This semester at the GCW, we’re going to look at a series of readings based on the Church’s liturgical calendar–namely the readings which will be used in many churches on the Sundays following our Tuesday scripture study. This is a departure for us, and for me. We typically study a book or a lengthy section of a book from scripture. I still think this is the best way to come to both an appreciation for and a deeper understanding of scripture. But I’m thinking that maybe a change of pace would be nice.
For folks who will be joining us over the course of the next semester, there are a couple of things essential to the way we study scripture at the GCW. My approach to scripture has always been to take the Story seriously as “story”; i.e. that a close reading of the text and attention to the elements of the story will yield a richness of meaning that is otherwise lost in other approaches. Some folks call this “narrative criticism.” The simple and most pertinent reason for this approach is that first and foremost the author wrote what they had to say as a story and therefore meant it to be understood within that framework. Secondly, stories are understandable to all of us. We have an innate ability to understand stories if we but pay attention. This doesn’t mean jettisoning understandings that come out of historical, social, political, cultural and linguistic analysis and whatnot. Rather it takes all of that into consideration within the context of the story itself; certainly knowing something about the history of Israel or having knowledge of Jewish rituals enriches our reading of the story. Together, as a group, we help to ferret out the little tidbits of knowledge that we all have accumulated over the years, enhancing our individual readings of the story with what others bring to light from both their knowledge and their experience.

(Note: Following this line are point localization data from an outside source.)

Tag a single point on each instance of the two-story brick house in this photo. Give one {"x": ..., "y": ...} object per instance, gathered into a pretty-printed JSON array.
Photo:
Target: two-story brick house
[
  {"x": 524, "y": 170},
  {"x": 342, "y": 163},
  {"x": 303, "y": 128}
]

Here’s a brief rundown of what we keep in mind as we study scripture together.
The first question to ask when approaching Scripture is NEVER “what does it mean?” The first question should ALWAYS be “what does it say?” or “what is written?” The text, albeit in translation, is the fence that hems in the various possible meanings of any particular story or passage. The meaning of a verse like “Love your enemies” can never mean “bomb and destroy your enemies.” The text itself negates that as a possible meaning. This is why we start by taking the text seriously.
The author of a book or passage is in control of the story. Every detail is there for a reason. So again, we need to read closely. At the GCW, we read and unpack a verse at a time.
We have an innate ability to understand stories. Many of us have been taught an overly reverential attitude toward scripture and we come to it doubting our abilities to understand. The truth is that, like when we watch a television show or read a novel, as long as we pay close attention, we usually can figure out what is going on. Same is true for scripture.
So here are some “helps” in learning to read or study scripture seriously as story:
- Read the text closely.
- Read the text with others, mining each other’s knowledge about what is going on.
- Read whole passages or whole books and puzzle out your own ideas and questions before consulting outside sources (like commentaries, which are also interpretations). Use outside sources only after you’ve achieved some of your own familiarity with the story.
- Use 2 or more good translations of scripture (NRSV, New Jerusalem, New American, and more). We’re reading of course in English, translated from the Greek and Hebrew. Translation is also partly interpretation and having translations that sometimes differ on particular words or phrases helps to clue us in to parts of the story which are “in play,” so to speak.
- Write out the text yourself. Write in your bible, jotting down notes, circling words, etc. Fill up the margins. Keep a journal of your study.
- Put yourself in the place of one of the characters in the story. What do they see, feel, think?
- When reading, note the following elements of most stories. These elements help to carry and articulate meaning.
- Where do passages begin and end? (Look for changes in setting, voice, etc.)
- In what order do things happen?
- What words, themes, actions, settings, situations, etc. are repeated?
- What is the setting?
- Who are the characters? And what do we know about them? (status, gender, jobs, ethnicity, etc.)
- What is the relationship between characters?
- What action happens? Who does or says what?
- Is there conflict? Between whom? Why?
- What drives the story? What is the plot?
- Is there a “twist” or “surprise” in the story?
Stories have power. They help tell us who we are, what we value, what is worth living and dying for. These stories in scripture should be foundational for us. And finally, these are the stories our ancestors have passed down to us. There is something here they want us to discover, something good and important and transformative. They want to tell us something. It is to our great joy to listen and to understand what that something is. We hope you’ll join us this semester as we listen and discuss together.